With a referendum on whether the UK should stay in Europe in the offing, maybe it is time for the Guardian to mind its language. For a start, is that first sentence an accurate reflection of what is going to happen?

Not in the opinion of one reader, who complained about the headline on an opinion piece that said the anaemic launch of the campaign to remain in the EU should “alarm pro-Europeans”. He wrote: “Please stop telling people that they are pro- and anti-European when there is no connection whatsoever between a country’s membership status vis-a-vis the European Union and their position vis-a-vis Europe and/or being European and their country’s location on the globe.

“Your longstanding persistence in asserting this false equivalence does you no favours at all. It presents the face of either shoddy journalism or deliberate manipulation of ‘memes’ … you bring upon yourself the accusation of propagandising on behalf of the EU, the Conservative party, the Labour party and the Liberal Democrat party.”

I responded – on reflection, a little brusquely – by saying that “It is a perfectly reasonable headline convention to summarise the EU as Europe”. It would have been better to say that it is part of a journalist’s shorthand to use the word Europe in this way; a journalistic convention that we believe readers understand and is acceptable to them.

However, I think the complainant’s email brings us on to a further interesting point about an area where there has been confusion in the Guardian’s pages – the institutions of Europe. Here is a typical correction published on 9 September 2014: “Nils Muižnieks was described as the EU’s commissioner for human rights in an article about the passage of an anti-discrimination bill through the Greek parliament. He holds that post for the Council of Europe, which is not part of the EU, but a separate organisation with a wider membership (Greek laws ‘fall short’ as hate attacks surge, 8 September, page 17).”

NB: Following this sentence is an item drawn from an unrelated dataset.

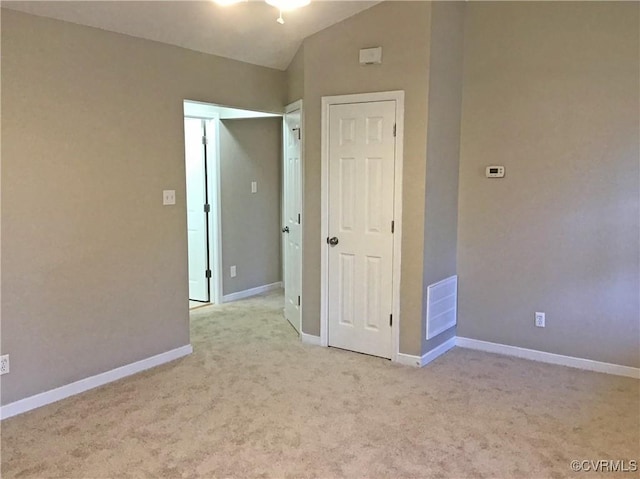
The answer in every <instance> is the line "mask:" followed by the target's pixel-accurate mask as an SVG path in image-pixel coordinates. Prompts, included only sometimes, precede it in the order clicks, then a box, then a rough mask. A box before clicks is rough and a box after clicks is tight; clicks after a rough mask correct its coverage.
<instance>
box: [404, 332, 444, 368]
mask: <svg viewBox="0 0 640 479" xmlns="http://www.w3.org/2000/svg"><path fill="white" fill-rule="evenodd" d="M455 345H456V338H455V337H453V338H451V339H448V340H447V341H445V342H444V343H442V344H441V345H440V346H436V347H435V348H433V349H432V350H431V351H429V352H428V353H426V354H423V355H422V356H413V355H411V354H404V353H398V359H397V361H396V362H398V363H400V364H404V365H405V366H413V367H418V368H421V367H423V366H426V365H427V364H429V363H430V362H431V361H433V360H434V359H436V358H439V357H440V356H442V355H443V354H444V353H446V352H447V351H449V350H450V349H451V348H453V347H454V346H455Z"/></svg>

And another from the year before: “Once again we have shown that we don’t know as much about Europe as we should. A headline (May warns UK may pull out of EU convention to ‘fix human rights laws’, 1 October, page 10) is wrong. As a reader points out: ‘The European convention on human rights and the European court of human rights are not part of the European Union. The European convention on human rights was signed on 4 November 1950, years before the creation of the European Community. It is not an EU treaty. The European court of human rights was established under the convention. It is not an EU body.’”

There are 28 countries in the EU, some of which are not part of continental Europe; and there are, of course, some countries in Europe that are not in the EU, such as Switzerland. The EU is a political and economic body, while the Council of Europe is “an international organisation in Strasbourg which comprises 47 countries of Europe. It was set up to promote democracy and protect human rights and the rule of law in Europe”, as it says on its website.

There are a number of handy references in the Guardian’s style guide to keep journalists focused. For instance:

Council of Europe – not an EU institution so not to be confused with the European council, which is

EU – European Union (no need to spell out at first mention); formerly EC (European Community); before that EEC (European Economic Community)

EU presidents – There are three, so don’t say “EU president” or “president of the union” without making clear which you mean: president of the European commission, president of the European parliament, or holder of the rotating presidency (technically “president in office of the council of the European Union”), which rotates among the member states every six months

While we haven’t seen evidence of widescale confusion among readers about the difference between Europe and the EU – certainly not in our inbox – as the passion that will undoubtedly accompany the referendum builds, journalists should reacquaint themselves with the style guide. And I am grateful to the reader who complained for the prod in the right direction.